Thanks One step, couldn’t remember the entire thing so had to wing it…paraphrase! LOL
sky – your characterization of spaths in the wild in your above post is spot on!
particularly struck by: ‘They aren’t going to tell you their motives or how they feel.For me, THAT is the definition of a sociopath. It is a hypocrite, someone who hides their true motives.’
and this is why *I* feel disordered when i try to hide now TO PROTECT MYSELF. i have rarely lied in my life. been as honest as i know ow, both with myself and others. now, i am not. i have things to hide for the first time in my life, don’t trust people and WANT to hide …and for the first time, i feel a compulsion to lie to achieve hiding. I am trying really hard to just not say things when i feel a compulsion to lie. i feel VERY judged and pressured. in my job, it is ALWAYS about what needs to be done – and truly if they had any idea the ENORMOUS amount of work I do, they would freak – but they don’t know – they don’t have ANY experience in my area of work, so they don’t value or understand what goes into it. so , now i have to figure out a way to communicate this WITHOUT becoming so tied up with anxiety that i can’t function or getting defensive.
wow. that was a mouthful.
i am sure that i hide now when i don’t have to – but i can’t figure out what’s appropriate – my sense of what’s kosher and what’s not is all messed up. my business ‘sense’ and people ‘sense’ is off kilter – happened when the axis of my world skewed. my poor, poor heart; in love with a boy that didn’t exist, a boy who suffered, whose life traumatized me, who fake died. ((((((my poor poor poor heart.))))))))))
this is a big step – i went to compassion for myself, instead of anger at the spath, and believe me, i was driving down that road at 80mph for about a couple of seconds.
Dear One,
Telling everyone everything is not a rule we have to abide by. We can keep some things to ourselves. It is OK not to be transparent to everyone. It is called setting boundaries!

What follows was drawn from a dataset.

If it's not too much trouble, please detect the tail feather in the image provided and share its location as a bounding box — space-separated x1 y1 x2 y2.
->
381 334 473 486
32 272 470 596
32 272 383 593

PERSON TALKING TO YOU CASUALLY: “Hey One, have you ever been married before?”
YOU THINKING: “I don’t trust you enough to share with you the absolute and complete truth about me, so I will NOT tell you about my sexual orientation or my life history.”
YOU ANSWERING: “No, never jumped the broom. How about those Cubbies?”
PERSON: “are you dating any guys now?”
YOU THINKING: “this chick doesn’t get it but I don’t want to share anything with her.”
YOU ANSWERING: “I’m not dating anyone right now and not interested in dating anyone, too buys with work. Think I have to go mop my floor now, see ya”
YOU THINKING: “Yea, SEE YA, and if I SEE YA FIRST You won’t see me!”
I know that conversation is sophomoric and trite, but people who try to get information out of you about your personal status and you don’t want to share it do NOT DESERVE A STRAIGHT ANSWER….and most of the time they are just nosey or don’t get it, so it doesn’t do any good to tell them ‘NONE OF YOUR BUSINESS, STUPID!” and doesn’t make you real popular to respond that way at work. LOL But don’t feel guilty about not telling people everything about you they might want to know.
So quit beating yourself up about “lying” or not “being totally truthful”—it is all just about manners and “social conversation”
Onestep,
it’s almost like this is where you are having trouble with boundaries, like I am. Telling the truth is a “bad habit” for me too. But I guess not everyone is entitled to know everything about us, not even “nice” people.
Maybe what you and I have to get used to is that, like Silvermoon said, “No.” is a complete sentence.
My BF has pointed out that I never just answer the question with yes or no. I give an explanation. Why do I do that? Well I want them to be completely informed and not have any confusion. But really all he wanted was a yes or a no.
more stuff to think about, how much of what we do is just programming to please others….
oxy – no, you’ve missed the point. i am not talking about social graces or not revealing what has happened to me or personal info. i am talking about lying and concealing things.
beating myself up – definitely. but for diff reasons than you suggest.